It's hyperbolic to call Rust's error handling strategy not "actually usable". I use it every day and never have any issues with it.

> How many Java applications do you see that catch OutOfMemoryError on a fine-grained level?

I wrote exactly that sort of code, in Java, last week.

I believe you that you do. That doesn't change the fact that few people actually do it or need to do it. There are many more people who think they need to recover from OOM but actually don't and would be better off if they didn't try. (There have been many security vulnerabilities that have resulted from attempting to handle OOM gracefully that wouldn't have been an issue if malloc just aborted the process.)
> That doesn't change the fact that few people actually do it or need to do it.

I am one of those few people. We are running some scientific code (currently, unfortunately, written in C++) on a heterogeneous bunch of compute nodes. Some computations can be extremely memory-intensive, and sometimes in ways that we didn't predict. So it's useful to be able to fail gracefully and record that computation X on node Y with input parameters [Z] failed specifically due to running out of memory at step W - so that e.g. the queue manager can try relaunching the computation on a beefier node or adjusting how many instances of which computation are allowed on Y.
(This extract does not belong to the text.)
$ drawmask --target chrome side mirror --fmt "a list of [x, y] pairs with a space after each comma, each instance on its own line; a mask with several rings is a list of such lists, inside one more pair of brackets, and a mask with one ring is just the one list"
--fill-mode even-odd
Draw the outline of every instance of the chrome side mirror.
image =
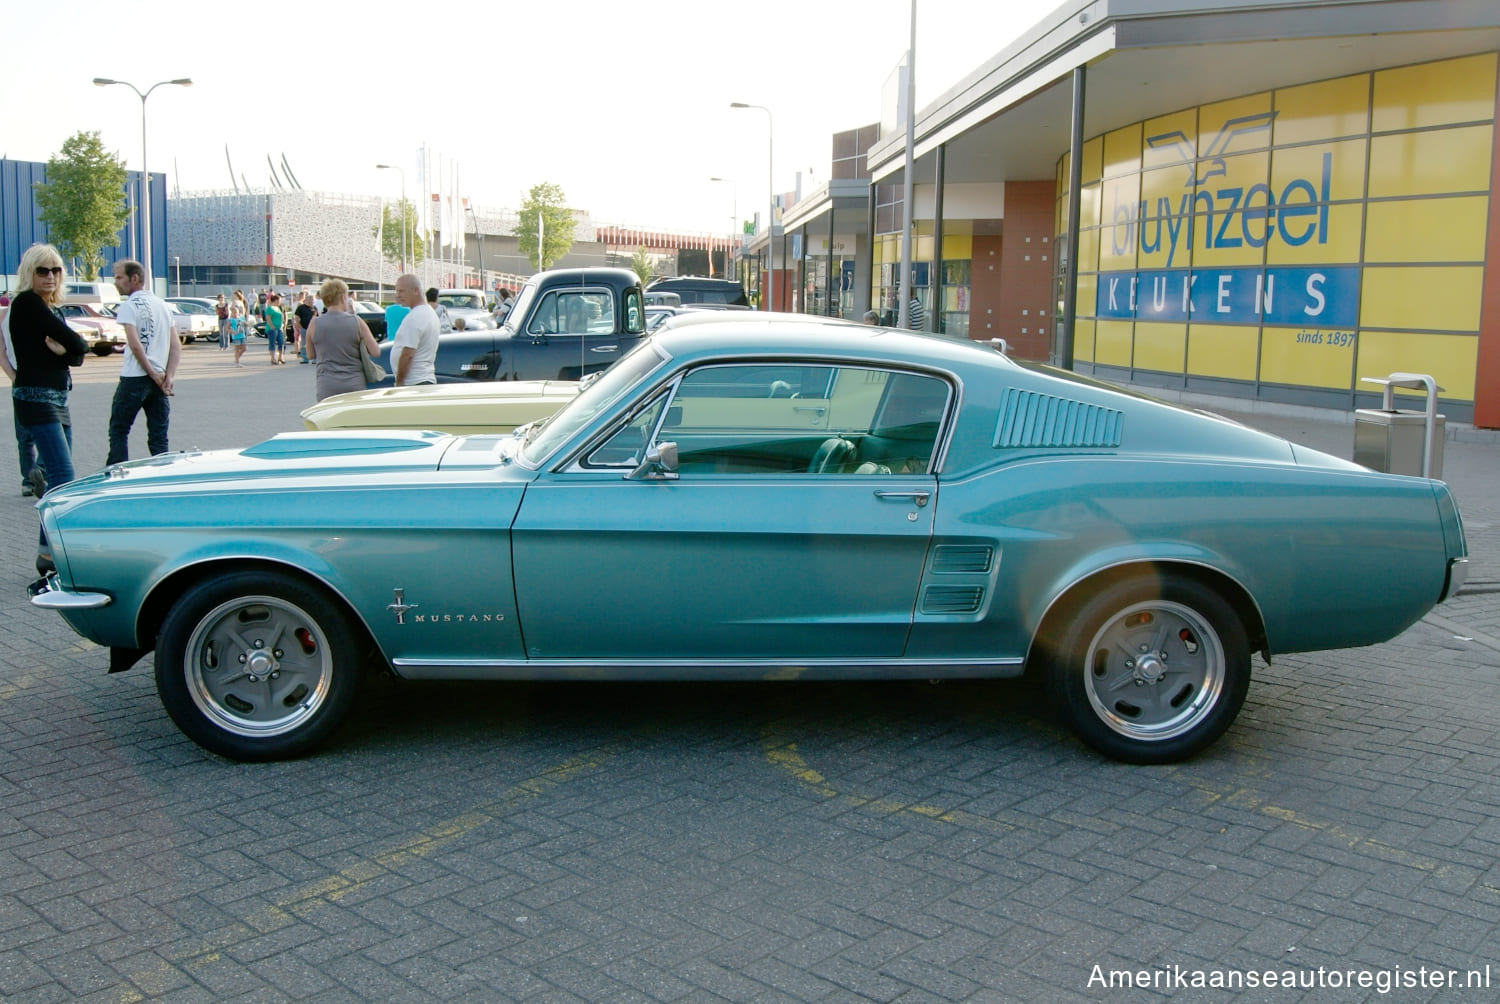
[[646, 459], [625, 475], [627, 481], [676, 481], [677, 444], [657, 443], [646, 447]]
That's something that Rust fully supports with panic handlers. Doing arbitrary work before the process goes down is useful and supported. (But you will have to be running Linux in a non-default configuration for it to be reliable, of course!)
Thanks, that's good to know!

> But you will have to be running Linux in a non-default configuration for it to be reliable, of course!

Of course. It does seem to work in practice with our C++ code, although probably that's due to our usage pattern.
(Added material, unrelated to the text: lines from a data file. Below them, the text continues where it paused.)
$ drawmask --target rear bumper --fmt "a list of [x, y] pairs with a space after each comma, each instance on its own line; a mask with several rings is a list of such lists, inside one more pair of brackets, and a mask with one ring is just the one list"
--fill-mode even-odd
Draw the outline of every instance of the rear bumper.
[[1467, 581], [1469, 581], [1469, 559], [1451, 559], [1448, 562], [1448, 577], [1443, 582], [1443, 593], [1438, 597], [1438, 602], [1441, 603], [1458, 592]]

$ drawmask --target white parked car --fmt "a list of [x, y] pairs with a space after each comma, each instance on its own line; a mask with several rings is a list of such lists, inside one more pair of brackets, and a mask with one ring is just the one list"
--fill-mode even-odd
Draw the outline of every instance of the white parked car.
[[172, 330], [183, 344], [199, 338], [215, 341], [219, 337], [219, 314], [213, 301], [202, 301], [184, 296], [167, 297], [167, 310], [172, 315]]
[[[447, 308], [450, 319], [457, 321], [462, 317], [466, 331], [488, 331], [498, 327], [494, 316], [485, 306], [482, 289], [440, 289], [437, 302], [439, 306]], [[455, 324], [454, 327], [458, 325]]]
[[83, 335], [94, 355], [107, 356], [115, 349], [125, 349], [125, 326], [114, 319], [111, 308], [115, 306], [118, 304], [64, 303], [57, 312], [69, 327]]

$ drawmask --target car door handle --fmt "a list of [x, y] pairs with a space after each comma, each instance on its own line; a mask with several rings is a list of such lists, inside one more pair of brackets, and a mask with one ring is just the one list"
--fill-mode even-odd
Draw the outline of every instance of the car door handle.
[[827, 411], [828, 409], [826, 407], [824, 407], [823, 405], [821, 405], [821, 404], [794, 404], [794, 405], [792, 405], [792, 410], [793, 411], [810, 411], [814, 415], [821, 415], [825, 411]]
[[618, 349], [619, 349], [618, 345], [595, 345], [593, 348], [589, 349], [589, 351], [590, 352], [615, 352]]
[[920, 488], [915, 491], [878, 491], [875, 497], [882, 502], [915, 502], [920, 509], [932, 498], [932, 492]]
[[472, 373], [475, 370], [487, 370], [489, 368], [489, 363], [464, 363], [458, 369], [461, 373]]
I agree with you, but a general-purpose systems programming language needs to let _me_ make that determination. It can't abort on my behalf for my own good. It's depressing that Java, of all things, does a better job in this respect than Rust.
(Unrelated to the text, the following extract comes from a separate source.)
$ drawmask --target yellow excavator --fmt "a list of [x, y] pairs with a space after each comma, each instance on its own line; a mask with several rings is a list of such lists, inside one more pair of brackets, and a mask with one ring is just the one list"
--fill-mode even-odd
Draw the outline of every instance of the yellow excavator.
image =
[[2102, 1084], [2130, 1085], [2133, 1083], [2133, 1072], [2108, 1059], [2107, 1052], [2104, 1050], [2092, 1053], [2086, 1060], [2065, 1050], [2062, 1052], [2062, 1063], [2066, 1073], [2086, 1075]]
And we probably shouldn't be writing so much software in general-purpose systems programming languages.

> I agree with you, but a general-purpose systems programming language needs to let _me_ make that determination. It can't abort on my behalf for my own good.

You can decide. You can use the standard library and deal with exceptions, or you can not use the standard library and deal with malloc failure yourself. The Rust standard library is opinionated in this regard, because it's rarely ever a good idea to try to recover from malloc failure for userland processes.

That said, with recover, which will probably be stabilized, you can recover from malloc problems, which are turned into panics. But I'm sure you know that this can be unreliable on Linux with the default overcommit turned on, and so forth. https://doc.rust-lang.org/std/panic/fn.recover.html

Note all of the debate on the linked issue as to whether recover is a good idea. Most of the Rust community is very hesitant to even allow catching panics at all; they certainly don't find the current situation "unusable".

> It's depressing that Java, of all things, does a better job in this respect than Rust.

I think that Java shouldn't throw exceptions on OOM. It should just abort the process.

I profoundly disagree with your assertions about the correct way to handle malloc failure. While abort may be acceptable for some specific applications, general-purpose systems don't get to impose that opinion on programmers. Memory is a just another resource, and programs need to deal with resource exhaustion generally. Do you think programs should abort when the disk fills up?
> and mostly a consequence of eschewing exceptions.

A panic is the same thing as an exception. If you want to catch a panic, use recover(), it's meant to be used exactly for these end-of-the-world panic scenarios (and for FFI/etc).

You can plug in a custom allocator that panics on OOM (I think the standard one aborts).

As Steve mentioned, custom allocators can mean two things. The type that exists in rust today is one where you can make OOM panic, but not have allocation methods return Result. A planned extension will let you have allocators with different semantics entirely work with stdlib types (via defaulted type parameters); and this will let you use regular error handling with stdlib types too.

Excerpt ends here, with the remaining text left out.